Marcel Ophuls - É verdade, eu disse isso. Mas... O filme mais curto que já fiz em minha vida tinha nove minutos. Mas isso foi em minha juventude. Talvez quando ficamos mais velhos temos uma necessidade maior de 'volume'.
Penso que tudo depende da relação entre a forma e o conteúdo. Na ficção a tarefa é extrair algo do que já está no roteiro, porque de certa maneira o cinema descende do teatro e de qualquer outra forma dramática de narrativa.
Quando Alfred Hitchcock realizava um filme, ele tomava muito cuidado com esse aspecto. "Intriga Internacional" tem 2h10 de duração, mas muitas pessoas nem chegam a notar isso.
Há filmes de Steven Spielberg com três horas e assim é também "...E o Vento Levou". A razão de documentaristas como eu realizarem filmes tão longos é que nosso material está estreitamente ligado à realidade, e nós não temos a possibilidade de condensação.
Temos que fazer com que as pessoas mostradas na tela, com seu passado e histórias, sejam entendidas pelo público também de uma forma dramática.

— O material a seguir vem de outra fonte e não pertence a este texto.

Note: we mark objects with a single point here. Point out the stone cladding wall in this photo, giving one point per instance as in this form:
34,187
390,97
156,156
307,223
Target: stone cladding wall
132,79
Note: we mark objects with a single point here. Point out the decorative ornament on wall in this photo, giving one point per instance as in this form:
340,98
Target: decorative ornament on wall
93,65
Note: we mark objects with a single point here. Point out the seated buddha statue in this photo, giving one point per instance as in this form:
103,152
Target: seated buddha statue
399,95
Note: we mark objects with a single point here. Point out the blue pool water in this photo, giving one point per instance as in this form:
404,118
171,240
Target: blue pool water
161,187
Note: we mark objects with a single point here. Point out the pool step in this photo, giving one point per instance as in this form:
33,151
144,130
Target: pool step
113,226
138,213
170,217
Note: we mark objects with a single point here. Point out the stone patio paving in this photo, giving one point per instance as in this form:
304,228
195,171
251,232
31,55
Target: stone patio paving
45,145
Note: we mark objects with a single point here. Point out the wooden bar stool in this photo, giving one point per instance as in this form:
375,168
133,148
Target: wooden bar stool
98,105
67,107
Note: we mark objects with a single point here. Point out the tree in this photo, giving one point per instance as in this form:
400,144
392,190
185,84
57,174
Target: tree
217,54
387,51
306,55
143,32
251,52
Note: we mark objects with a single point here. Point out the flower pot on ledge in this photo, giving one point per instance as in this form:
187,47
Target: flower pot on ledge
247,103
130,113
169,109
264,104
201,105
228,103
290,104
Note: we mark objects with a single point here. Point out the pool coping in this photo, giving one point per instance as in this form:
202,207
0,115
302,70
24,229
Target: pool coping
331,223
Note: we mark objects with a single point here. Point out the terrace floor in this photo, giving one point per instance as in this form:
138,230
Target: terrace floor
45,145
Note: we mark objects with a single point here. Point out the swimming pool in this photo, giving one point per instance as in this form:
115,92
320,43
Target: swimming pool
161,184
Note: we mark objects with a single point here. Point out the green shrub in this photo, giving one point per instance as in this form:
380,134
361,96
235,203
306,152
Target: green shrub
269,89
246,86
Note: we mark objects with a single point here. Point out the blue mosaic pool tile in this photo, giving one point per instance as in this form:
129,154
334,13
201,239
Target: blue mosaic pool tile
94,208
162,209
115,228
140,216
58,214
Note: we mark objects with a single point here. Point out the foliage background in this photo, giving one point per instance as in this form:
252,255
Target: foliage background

Nós todos estamos no mesmo negócio, o show. Logo, trabalhando com atores temos que fazer com que se tornem pessoas reais na tela. Com pessoas comuns, elas se tornam reais por suas narrativas. Isso toma bem mais tempo.
Folha - Em sua opinião, o público entende "A Lista de Schindler" (1993) como verdade?
Ophuls - Penso que o trabalho de Spielberg é mais fácil do que o meu. Não importa o quanto o respeite, mas o fato é que o trabalho dele é mais fácil.
Mas estamos em um mesmo território. Nossa tarefa consiste em tentar cativar o público com todos os meios disponíveis.
O trabalho é o mesmo. Não estou muito certo se um ou outro possui o dom de chegar mais perto da verdade. Eu não sou exatamente um fã de Steven Spielberg, mas penso que "A Lista de Schindler" é muito bem realizado e tenta se aproximar da verdade do holocausto.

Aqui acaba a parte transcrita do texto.